There are vast seas of practitioners specializing in the creation of me, each unique in their skills. One Front End Developer may be a master of my HTML and CSS. Carefully arranging a beautiful system to not just create me, but a system in which many more of me can be created efficiently. Another Front End Developer may be deeply focused on JavaScript, making me sing with glorious interactivity, but whose CSS skills leave something to be desired. Another developer may focus their skills on how to make me accessible to all others who may need me.

While HTML is my body, my bones, the very creation of it may pieced together by other practitioners. The keepers of data. The masters of the back end. Not to mention the artists who consider my colors, my feel, my gestalt. Not to mention the researchers who guard the usability of the site. Not to mention the managers who align the teams. The operators whose job it is to make me fast and keep my healthy. The steerers of ships. The people whose job is it to help people find me, use me, love me.

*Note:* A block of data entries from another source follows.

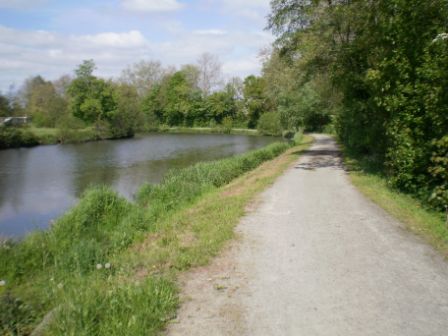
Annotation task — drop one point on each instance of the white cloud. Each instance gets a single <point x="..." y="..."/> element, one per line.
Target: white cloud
<point x="151" y="5"/>
<point x="21" y="4"/>
<point x="210" y="32"/>
<point x="255" y="10"/>
<point x="27" y="53"/>
<point x="130" y="39"/>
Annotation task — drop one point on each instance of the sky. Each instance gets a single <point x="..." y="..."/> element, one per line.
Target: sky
<point x="50" y="38"/>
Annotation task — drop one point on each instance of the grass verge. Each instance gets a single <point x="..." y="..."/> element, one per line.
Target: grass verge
<point x="209" y="130"/>
<point x="414" y="214"/>
<point x="108" y="267"/>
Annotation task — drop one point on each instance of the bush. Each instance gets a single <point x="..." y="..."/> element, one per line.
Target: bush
<point x="269" y="124"/>
<point x="12" y="137"/>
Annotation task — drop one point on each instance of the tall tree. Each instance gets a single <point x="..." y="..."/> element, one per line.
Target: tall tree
<point x="210" y="76"/>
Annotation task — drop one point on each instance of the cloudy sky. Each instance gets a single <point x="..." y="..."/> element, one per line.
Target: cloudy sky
<point x="51" y="38"/>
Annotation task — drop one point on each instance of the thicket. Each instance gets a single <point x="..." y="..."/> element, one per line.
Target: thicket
<point x="11" y="137"/>
<point x="386" y="63"/>
<point x="71" y="272"/>
<point x="146" y="97"/>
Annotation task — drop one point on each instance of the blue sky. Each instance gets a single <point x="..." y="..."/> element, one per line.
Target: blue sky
<point x="50" y="38"/>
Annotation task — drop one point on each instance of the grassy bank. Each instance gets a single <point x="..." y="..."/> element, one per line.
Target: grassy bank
<point x="208" y="130"/>
<point x="414" y="214"/>
<point x="108" y="267"/>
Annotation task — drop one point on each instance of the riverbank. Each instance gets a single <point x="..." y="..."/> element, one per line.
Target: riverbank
<point x="418" y="217"/>
<point x="109" y="266"/>
<point x="35" y="136"/>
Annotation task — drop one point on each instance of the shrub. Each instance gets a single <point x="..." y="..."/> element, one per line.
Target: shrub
<point x="269" y="124"/>
<point x="11" y="137"/>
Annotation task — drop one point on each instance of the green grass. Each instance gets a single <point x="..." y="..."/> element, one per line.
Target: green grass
<point x="181" y="223"/>
<point x="209" y="130"/>
<point x="410" y="211"/>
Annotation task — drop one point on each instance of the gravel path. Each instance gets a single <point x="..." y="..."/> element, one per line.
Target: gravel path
<point x="317" y="258"/>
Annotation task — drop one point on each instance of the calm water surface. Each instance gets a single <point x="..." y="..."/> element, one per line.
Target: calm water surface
<point x="39" y="184"/>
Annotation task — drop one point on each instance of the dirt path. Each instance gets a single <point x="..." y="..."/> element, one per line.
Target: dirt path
<point x="317" y="258"/>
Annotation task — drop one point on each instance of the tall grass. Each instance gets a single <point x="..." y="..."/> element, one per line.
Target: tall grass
<point x="61" y="273"/>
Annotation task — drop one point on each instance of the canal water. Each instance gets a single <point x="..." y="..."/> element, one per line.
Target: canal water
<point x="39" y="184"/>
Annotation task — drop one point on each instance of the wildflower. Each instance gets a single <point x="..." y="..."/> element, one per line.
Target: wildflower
<point x="440" y="37"/>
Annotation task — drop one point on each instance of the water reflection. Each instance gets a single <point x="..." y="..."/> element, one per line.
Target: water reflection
<point x="39" y="184"/>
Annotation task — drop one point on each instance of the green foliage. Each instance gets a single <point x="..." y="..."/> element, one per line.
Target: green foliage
<point x="388" y="61"/>
<point x="269" y="124"/>
<point x="103" y="308"/>
<point x="11" y="137"/>
<point x="92" y="99"/>
<point x="56" y="270"/>
<point x="255" y="99"/>
<point x="15" y="315"/>
<point x="5" y="109"/>
<point x="439" y="173"/>
<point x="43" y="103"/>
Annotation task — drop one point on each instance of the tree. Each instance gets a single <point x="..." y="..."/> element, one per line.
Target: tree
<point x="387" y="61"/>
<point x="43" y="103"/>
<point x="210" y="76"/>
<point x="143" y="75"/>
<point x="127" y="117"/>
<point x="255" y="99"/>
<point x="93" y="100"/>
<point x="5" y="109"/>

To be sure, I change over time. Oh, the places I'll go. Right now, I'm lounging on a laptop screen at a coffee shop in Istanbul. In a moment I'll grace the screen of a phone in Seattle. The afternoon I have an appointment on a television in Tokyo followed by a watch in Berlin. Fortunately, I'm built to travel. I'm an open format, after all. How the world chooses to digest me is up to it. I speak an open protocol. I am an entity. I am a Uniform Resource Locator.

Does anyone wish to challenge my earlier assertion that no single person on the face of this earth knows how to make me? Actually, millions of human beings have had a hand in my creation, no one of whom even knows more than a very few of the others.

An astounding fact: I have no master mind. No one person dictates or forcibly directs the countless actions which bring me into being. No trace of such a person can be found.

I, Website, am a complex combination of miracles.

The lesson I have to teach is this: Leave all creative energies uninhibited. Merely organize society to act in harmony with this lesson. Let society's legal apparatus remove all obstacles the best it can. Permit these creative know-hows freely to flow. I, Website, offer the miracle of my creation as testimony.